How to write ghost stories

As darkness falls ever earlier here in the English winter, my thoughts turn  to ghost stories and how to write them.   
In “Some Remarks on Ghost Stories" (1929), the great M R James identifies five key features of the ghost story:

·         The pretence of truth (The fact that you believe, that it could happen, so your reader might believe it)

·         "A pleasing terror"  (Your readers want to be frightened)

·         No gratuitous bloodshed or sex (Self-explanatory: sometimes a hint of gore is more effective)

·         No "explanation of the machinery (Don’t explain how it happened, just that it did)

·         Setting - (Create a sense of place, the reader needs to be there)

I would add that this is about subtlety, this is about making the ordinary scary - my grandmother was not scary but she would be if she walked into my living room because she had been dead 20 years

Bear these hints in mind:

* You have to understand the psychology of the reader, what scares them?

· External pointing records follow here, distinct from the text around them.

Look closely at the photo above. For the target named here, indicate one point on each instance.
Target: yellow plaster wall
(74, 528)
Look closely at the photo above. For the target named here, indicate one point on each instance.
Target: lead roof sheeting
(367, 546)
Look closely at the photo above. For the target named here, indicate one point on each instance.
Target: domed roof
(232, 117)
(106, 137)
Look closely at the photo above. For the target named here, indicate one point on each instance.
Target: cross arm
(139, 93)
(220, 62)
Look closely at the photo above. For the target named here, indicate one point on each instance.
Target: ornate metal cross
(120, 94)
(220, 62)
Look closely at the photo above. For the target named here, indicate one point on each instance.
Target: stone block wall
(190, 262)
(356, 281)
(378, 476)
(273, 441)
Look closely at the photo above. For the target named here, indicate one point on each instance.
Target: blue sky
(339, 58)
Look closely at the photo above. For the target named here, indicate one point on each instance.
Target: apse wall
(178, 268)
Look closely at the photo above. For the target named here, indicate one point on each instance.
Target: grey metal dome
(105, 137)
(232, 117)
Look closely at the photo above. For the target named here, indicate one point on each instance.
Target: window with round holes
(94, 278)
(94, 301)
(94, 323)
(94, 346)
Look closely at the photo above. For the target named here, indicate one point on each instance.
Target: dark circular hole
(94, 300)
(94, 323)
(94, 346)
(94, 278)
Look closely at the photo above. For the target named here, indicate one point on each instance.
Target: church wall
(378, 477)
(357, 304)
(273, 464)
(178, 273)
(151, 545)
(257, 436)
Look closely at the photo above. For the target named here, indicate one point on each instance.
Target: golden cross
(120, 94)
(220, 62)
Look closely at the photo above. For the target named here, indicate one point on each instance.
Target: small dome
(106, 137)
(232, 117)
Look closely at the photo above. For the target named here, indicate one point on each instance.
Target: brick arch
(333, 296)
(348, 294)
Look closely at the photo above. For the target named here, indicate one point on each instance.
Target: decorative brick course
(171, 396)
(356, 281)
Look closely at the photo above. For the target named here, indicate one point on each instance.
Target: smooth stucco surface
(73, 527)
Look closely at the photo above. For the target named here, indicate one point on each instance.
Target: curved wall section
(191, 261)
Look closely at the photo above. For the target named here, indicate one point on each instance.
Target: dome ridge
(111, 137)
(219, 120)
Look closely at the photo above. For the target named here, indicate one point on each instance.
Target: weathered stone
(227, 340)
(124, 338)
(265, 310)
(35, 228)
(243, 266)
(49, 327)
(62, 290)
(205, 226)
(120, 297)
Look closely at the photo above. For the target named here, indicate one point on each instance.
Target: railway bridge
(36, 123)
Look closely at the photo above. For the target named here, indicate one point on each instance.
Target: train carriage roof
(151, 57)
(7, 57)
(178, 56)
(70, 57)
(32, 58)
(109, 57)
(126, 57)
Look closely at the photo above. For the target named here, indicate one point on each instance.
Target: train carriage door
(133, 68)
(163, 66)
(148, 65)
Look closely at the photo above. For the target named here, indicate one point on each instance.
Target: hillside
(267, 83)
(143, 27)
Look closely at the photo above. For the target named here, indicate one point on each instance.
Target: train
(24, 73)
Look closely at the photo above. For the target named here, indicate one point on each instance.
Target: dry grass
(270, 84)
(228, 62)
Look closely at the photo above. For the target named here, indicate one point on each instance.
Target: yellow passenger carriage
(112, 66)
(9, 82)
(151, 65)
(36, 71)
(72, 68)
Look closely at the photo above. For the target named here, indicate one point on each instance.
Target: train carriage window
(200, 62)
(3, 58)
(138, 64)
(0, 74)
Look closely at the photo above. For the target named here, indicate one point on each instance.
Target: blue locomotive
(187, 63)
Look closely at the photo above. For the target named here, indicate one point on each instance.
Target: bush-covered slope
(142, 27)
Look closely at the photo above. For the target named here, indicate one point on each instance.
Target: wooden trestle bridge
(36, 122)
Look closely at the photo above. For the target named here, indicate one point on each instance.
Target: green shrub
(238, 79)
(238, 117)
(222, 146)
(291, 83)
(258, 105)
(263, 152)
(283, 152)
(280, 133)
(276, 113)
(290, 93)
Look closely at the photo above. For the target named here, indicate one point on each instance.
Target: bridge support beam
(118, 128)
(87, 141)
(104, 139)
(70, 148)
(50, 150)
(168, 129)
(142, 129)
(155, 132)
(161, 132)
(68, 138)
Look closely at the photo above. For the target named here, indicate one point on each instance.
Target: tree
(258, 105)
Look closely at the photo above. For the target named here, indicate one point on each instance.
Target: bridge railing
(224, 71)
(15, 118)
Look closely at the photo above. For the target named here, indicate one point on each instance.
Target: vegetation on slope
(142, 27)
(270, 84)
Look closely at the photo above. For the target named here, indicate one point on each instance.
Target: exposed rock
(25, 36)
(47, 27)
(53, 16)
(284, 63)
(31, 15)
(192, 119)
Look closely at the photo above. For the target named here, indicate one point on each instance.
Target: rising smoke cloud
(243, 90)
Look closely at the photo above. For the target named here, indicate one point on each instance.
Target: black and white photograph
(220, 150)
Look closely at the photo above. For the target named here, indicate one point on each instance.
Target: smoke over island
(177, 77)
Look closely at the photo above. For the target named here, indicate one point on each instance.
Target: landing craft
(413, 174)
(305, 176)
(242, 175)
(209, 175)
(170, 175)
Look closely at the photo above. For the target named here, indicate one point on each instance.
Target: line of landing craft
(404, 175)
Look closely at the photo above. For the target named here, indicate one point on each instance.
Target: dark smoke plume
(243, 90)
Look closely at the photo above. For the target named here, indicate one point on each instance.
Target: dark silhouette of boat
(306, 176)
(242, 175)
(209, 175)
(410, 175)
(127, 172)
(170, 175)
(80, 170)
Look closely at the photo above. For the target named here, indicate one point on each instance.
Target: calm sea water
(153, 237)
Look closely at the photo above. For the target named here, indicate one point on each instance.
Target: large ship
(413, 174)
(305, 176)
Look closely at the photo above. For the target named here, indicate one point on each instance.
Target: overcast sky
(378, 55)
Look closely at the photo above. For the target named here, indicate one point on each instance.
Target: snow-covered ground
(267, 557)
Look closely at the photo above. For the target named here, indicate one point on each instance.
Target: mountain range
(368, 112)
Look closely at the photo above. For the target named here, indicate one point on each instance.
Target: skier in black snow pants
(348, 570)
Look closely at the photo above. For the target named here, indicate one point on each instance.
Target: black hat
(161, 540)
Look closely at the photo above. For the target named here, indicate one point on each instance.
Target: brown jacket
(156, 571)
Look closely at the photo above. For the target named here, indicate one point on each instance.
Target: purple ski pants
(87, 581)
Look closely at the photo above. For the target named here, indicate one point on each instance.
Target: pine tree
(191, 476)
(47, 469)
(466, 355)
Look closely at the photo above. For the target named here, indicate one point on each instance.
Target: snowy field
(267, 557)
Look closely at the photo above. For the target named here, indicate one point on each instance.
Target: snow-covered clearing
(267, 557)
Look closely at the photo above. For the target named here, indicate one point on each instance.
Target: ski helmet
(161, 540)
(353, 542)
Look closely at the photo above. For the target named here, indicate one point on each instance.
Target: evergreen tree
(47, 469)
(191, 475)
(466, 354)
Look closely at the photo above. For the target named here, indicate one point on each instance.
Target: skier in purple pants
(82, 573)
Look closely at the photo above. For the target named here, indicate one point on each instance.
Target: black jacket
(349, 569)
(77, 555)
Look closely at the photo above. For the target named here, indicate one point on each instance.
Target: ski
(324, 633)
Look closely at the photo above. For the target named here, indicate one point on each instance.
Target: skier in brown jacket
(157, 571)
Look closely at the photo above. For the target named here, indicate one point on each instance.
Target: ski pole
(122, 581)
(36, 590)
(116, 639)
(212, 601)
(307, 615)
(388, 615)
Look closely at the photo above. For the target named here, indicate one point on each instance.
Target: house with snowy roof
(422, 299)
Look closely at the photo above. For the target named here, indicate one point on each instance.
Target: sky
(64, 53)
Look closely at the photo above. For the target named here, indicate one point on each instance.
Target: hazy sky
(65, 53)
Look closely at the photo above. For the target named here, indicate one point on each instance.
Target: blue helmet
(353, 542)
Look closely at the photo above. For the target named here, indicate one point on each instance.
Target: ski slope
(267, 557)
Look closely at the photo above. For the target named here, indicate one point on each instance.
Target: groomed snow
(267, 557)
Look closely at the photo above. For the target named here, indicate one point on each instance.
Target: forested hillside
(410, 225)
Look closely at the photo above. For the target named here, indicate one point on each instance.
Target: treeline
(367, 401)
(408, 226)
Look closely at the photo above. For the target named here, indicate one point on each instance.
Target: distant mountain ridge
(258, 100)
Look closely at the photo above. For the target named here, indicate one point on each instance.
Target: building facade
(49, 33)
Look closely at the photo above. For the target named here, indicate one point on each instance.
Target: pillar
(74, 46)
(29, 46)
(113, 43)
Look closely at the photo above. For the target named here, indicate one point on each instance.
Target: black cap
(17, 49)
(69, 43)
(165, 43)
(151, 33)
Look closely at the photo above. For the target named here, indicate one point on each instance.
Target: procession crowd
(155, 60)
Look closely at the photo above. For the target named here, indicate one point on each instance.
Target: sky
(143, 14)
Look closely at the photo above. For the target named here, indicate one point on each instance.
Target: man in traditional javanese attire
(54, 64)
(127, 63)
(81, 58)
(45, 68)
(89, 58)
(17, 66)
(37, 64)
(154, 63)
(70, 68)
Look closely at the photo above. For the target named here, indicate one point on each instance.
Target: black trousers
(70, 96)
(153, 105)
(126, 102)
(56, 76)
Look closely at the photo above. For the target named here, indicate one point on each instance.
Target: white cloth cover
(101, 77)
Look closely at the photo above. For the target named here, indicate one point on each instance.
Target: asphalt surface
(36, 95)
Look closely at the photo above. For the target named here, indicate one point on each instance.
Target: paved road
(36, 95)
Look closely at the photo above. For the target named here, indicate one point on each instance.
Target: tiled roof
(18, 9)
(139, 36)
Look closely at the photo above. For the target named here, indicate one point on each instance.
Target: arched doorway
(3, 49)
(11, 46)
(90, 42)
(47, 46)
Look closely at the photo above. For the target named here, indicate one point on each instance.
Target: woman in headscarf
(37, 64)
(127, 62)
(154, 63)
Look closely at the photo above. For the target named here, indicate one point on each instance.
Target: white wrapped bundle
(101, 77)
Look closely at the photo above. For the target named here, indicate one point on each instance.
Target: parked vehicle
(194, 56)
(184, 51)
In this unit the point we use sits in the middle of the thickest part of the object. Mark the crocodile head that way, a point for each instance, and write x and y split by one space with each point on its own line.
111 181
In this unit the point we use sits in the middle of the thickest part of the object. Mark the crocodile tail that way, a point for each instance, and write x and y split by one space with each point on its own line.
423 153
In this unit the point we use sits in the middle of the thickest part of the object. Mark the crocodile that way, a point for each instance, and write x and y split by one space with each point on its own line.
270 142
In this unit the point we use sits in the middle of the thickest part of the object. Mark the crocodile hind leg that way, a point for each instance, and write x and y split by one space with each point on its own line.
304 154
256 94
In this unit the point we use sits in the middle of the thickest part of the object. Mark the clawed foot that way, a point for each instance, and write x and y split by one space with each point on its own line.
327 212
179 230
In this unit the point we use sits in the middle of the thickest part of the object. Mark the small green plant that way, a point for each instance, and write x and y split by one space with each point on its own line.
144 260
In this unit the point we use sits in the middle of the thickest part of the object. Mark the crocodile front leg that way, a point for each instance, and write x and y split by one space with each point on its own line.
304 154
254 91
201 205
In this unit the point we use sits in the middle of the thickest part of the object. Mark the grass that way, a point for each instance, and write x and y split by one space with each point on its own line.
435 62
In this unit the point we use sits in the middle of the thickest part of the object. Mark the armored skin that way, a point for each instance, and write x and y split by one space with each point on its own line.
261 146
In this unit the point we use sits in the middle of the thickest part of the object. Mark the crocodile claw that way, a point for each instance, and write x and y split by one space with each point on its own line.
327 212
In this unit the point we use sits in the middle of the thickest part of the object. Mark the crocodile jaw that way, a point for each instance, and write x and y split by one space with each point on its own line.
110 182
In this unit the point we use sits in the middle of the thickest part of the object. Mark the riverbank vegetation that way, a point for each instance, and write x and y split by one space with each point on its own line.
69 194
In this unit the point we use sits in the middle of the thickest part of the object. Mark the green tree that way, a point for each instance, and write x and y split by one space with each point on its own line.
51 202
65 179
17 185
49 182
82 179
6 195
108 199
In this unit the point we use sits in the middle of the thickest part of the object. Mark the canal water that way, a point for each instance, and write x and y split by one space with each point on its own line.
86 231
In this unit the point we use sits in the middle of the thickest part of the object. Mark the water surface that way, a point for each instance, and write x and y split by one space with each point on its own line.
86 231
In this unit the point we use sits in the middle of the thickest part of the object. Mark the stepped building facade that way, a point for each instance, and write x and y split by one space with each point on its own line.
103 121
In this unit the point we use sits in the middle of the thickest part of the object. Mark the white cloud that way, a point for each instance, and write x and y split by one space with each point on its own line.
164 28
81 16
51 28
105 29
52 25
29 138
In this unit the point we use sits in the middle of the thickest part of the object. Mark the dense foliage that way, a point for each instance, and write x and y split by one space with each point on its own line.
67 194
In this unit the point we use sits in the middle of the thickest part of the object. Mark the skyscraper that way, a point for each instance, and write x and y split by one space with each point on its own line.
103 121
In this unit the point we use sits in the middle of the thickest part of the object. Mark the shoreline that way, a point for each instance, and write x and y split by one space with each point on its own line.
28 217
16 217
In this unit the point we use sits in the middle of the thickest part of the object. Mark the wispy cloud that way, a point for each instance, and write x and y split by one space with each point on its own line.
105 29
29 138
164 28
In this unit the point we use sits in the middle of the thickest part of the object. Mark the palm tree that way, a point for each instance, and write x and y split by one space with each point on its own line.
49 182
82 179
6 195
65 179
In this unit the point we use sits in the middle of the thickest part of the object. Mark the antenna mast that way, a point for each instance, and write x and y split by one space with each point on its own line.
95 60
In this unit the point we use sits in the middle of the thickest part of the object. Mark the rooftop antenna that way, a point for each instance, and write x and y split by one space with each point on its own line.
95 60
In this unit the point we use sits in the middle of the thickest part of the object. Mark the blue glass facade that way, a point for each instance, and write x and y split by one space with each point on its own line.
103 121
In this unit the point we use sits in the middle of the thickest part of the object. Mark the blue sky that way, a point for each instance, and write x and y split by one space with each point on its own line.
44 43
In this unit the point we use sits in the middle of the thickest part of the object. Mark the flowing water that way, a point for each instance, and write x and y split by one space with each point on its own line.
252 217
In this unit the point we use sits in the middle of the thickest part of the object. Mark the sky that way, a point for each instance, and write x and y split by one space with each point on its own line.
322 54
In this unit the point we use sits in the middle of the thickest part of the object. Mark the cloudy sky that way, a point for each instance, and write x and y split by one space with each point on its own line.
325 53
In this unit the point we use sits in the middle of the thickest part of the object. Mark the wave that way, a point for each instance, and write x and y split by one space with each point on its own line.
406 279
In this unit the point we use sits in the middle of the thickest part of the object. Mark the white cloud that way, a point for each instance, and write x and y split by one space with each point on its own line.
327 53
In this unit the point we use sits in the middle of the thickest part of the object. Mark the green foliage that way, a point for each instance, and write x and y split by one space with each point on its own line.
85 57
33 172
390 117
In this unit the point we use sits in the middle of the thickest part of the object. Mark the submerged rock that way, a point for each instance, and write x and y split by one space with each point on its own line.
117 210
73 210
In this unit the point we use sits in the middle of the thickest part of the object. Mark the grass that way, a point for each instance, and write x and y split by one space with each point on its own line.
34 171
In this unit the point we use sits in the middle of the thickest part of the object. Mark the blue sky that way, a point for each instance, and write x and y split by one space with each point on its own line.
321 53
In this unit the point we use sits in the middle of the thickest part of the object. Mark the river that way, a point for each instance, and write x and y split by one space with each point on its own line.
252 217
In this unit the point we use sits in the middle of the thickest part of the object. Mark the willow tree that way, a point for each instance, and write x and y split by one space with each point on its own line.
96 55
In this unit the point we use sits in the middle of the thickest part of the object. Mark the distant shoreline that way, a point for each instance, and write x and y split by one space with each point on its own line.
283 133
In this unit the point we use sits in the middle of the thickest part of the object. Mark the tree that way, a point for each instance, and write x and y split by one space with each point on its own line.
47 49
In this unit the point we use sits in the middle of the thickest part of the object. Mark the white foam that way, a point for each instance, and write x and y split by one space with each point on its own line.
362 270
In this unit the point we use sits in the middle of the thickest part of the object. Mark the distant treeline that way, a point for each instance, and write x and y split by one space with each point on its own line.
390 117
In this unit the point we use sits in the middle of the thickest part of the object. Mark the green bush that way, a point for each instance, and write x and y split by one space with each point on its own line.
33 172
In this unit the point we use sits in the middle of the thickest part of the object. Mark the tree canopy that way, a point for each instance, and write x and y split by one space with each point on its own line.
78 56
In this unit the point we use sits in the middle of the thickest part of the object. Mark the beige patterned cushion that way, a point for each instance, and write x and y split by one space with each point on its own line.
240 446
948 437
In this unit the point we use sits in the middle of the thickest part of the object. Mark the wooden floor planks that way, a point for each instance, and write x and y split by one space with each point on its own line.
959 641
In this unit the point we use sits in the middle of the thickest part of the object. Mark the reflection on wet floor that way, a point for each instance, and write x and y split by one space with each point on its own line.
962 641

With me it’s mirrors and open curtains at night

* Good ghost stories begin with normality, and gradually things develop

* Put people we do not expect in places we do not expect them - I am not scary but if you went home and found me staring at you from your front garden I would be!

* Less is very much more when it comes to writing ghost stories. You are teasing the reader - drop hints in gradually, build the tension. Hint at something horrible to come

* Use weather  and time of day- as long as you do not overdo it, fog, rain, creaking doors and dead of night can be very effective

 * Take heed of the words of the writer Susan Hill, who said: “The ghost story is a test of the writer’s ability to create atmosphere. When I was planning The Woman in Black, I made a list of essential ingredients of the classic ghost story and after “a ghost” came “atmosphere” – under that heading came “weather” and “place”. Haunted houses? Yes, and for house read “mansion”, preferably old, isolated and in a dark and dismal spot. An ancient chapel, abbey ruins – haunted cloisters are especially frightening. A house with a forest behind it, or a brooding cliff, a cataract, a moor across which the night winds howl – all are a gift to the writer wanting atmosphere. Not all ghosts are Goths and a Gothic tale need not include a ghostly apparition.”

* Think about the impact of media - what scared once does not scare now, in a world of ‘Saw’ we are less scared - except by what goes in our heads. So get inside our heads!